泉ピン子の芸能界サバイバル術「自分の席を空けるな」

泉ピン子の芸能界サバイバル術「自分の席を空けるな」

 タレントの勝俣州和が、2月8日放送の『ダウンタウンDX』(日本テレビ)に出演し、女優の泉ピン子とのやりとりについて語った。

「昔からお付き合いがあって、仕事や人生のこととかいろんなことを教えてくれる。初めてお仕事する前に『勝俣、芸能界は席の取り合いあいだ。だから絶対に自分の席を空けるな。そこに座っていなきゃダメだぞ』と。『お仕事をいただいたときに、スタッフが何を欲しいかを瞬時にわかって仕事をする。自分勝手な奴はいなくなる』」

 その後、ピン子の半生を振り返るスペシャル番組にゲストとして呼ばれた勝俣。気合を入れて番組に臨んだという。

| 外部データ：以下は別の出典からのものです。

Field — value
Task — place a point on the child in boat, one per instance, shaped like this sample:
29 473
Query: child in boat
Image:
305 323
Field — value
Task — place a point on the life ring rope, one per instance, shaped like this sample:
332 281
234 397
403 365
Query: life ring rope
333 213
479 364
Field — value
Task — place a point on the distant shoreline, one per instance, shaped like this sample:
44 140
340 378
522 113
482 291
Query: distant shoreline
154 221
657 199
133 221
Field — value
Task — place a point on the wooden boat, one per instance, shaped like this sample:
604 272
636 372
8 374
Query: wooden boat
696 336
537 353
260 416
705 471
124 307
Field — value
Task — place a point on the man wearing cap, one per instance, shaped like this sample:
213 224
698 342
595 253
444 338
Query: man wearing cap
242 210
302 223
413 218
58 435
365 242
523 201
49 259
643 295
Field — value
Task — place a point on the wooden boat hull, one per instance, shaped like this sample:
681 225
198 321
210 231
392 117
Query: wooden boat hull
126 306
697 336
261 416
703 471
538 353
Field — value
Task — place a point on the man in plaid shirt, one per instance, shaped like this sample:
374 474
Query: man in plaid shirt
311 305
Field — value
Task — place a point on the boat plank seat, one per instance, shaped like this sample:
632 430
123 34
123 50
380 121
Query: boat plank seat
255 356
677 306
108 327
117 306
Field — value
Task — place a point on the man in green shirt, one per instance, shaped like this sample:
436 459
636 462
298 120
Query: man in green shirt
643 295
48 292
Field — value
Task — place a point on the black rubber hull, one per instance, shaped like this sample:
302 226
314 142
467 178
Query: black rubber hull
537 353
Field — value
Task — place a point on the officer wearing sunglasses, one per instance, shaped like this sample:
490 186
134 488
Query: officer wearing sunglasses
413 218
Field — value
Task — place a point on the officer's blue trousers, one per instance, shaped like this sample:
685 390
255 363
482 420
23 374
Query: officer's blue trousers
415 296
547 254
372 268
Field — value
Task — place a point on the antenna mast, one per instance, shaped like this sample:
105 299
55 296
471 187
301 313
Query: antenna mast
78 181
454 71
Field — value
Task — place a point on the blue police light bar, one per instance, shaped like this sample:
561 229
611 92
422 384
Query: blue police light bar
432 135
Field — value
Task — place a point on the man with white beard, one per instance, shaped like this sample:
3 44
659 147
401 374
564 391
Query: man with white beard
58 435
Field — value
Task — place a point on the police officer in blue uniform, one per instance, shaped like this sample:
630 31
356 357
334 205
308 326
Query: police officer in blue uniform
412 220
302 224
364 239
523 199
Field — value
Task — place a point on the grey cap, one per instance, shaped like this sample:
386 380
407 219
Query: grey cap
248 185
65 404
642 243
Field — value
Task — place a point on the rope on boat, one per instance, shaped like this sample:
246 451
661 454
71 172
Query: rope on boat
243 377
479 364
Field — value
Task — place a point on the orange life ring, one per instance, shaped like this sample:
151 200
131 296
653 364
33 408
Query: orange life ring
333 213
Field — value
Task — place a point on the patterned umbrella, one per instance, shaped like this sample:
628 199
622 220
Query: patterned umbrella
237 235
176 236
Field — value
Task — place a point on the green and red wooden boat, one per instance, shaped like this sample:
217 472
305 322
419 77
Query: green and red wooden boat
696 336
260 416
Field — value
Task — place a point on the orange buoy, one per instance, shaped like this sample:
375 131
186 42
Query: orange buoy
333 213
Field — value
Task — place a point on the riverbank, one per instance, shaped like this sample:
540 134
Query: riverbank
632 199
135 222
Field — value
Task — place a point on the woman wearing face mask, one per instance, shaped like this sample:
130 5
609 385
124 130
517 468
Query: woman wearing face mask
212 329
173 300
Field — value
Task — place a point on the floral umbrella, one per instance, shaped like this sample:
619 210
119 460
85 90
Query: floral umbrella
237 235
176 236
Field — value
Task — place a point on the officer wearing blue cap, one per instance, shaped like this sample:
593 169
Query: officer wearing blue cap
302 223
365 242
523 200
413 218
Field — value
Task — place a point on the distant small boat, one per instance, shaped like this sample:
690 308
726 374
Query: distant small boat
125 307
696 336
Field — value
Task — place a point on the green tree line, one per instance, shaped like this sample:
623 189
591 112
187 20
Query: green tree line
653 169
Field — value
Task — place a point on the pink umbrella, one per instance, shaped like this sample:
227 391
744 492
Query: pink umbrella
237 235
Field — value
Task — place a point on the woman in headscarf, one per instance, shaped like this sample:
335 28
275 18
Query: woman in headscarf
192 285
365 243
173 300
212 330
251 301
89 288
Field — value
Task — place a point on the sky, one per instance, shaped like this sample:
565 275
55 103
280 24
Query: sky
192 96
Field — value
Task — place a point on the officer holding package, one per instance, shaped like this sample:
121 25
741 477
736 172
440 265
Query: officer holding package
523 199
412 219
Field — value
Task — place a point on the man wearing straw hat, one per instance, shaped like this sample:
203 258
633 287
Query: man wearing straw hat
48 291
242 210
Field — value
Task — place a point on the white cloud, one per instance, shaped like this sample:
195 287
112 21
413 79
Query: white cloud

「VTRを見て、司会者の人が『私も若手のときに売れなくてとても辛かったです。ピン子さんも辛かったですか?』って言ったら、『辛いとき辛いと思うのは二流。辛いときに辛い顔をしてると売れなくなるぞ』って説教が始まった」

 女性バイプレーヤーとしておなじみの女優・江口のりこも、ドラマの撮影で共演者のピン子に激怒されたという。2月12日放送の『しゃべくり007』(日本テレビ系)にてこう明かす。

「23歳のときに『ドラマ女子刑務所』(2003年)をやれって言われて。私はそのとき3日くらい寝てなかったんです。朝一で助監督にセリフを足されて。『セリフを覚えなっ』と思っても、全然(頭に)入らない」

 結局本番でセリフが出てこず、たった一言にも関わらず、撮影に1時間かかってしまったという。

「撮影が終わって、(ピン子に)『みんなに謝んな!』って言われたんです。怒るというか叱りつける感じ。(この他にも)『声が小せえんだよ!』とか。で、最後に、ピン子さんが『私があのとき怒ったのは、あんたがNGをたくさん出したから怒ったんじゃないよ。あんたはあのとき自分に負けてたから怒ったんだよ』って」

 女優の上戸彩も、10代のころ、駆け出しで仕事に対する意識が低かったため、「あんたの席なんかすぐ誰かに取られるからね! プロ意識を持ちなさい!」と楽屋でピン子に説教されたという。

 じつはピン子が後輩に厳しく指導するには理由がある。2015年4月4日放送の『サワコの朝』(TBS系)では、ピン子が先輩女優に説教された経験を明かしている。

 かつて森光子と舞台で共演したことがあったピン子。忙しさのあまり、稽古に際してセリフを覚えきれなかったという。

「(森が)『ちょっといらっしゃい。あなたが(出演を)“うん” と言ったんでしょう? 仕事が忙しいからと言ってセリフを覚えてこないって、あなたのためにならないでしょう。(セリフを)覚えてらっしゃい』。母さん普段は優しいのに、仕事になるとみんな厳しい」

 番組では、後輩への指導をメディアに「いじめ」と揶揄され「心が折れそうになった」とも明かしている。

 18歳で漫談家としてデビューし、ブレイクするまで10年以上かかったピン子。下積みが長かったからこそ、芸能界の「間違っていることは指摘する」という伝統を、守り続けているのだ。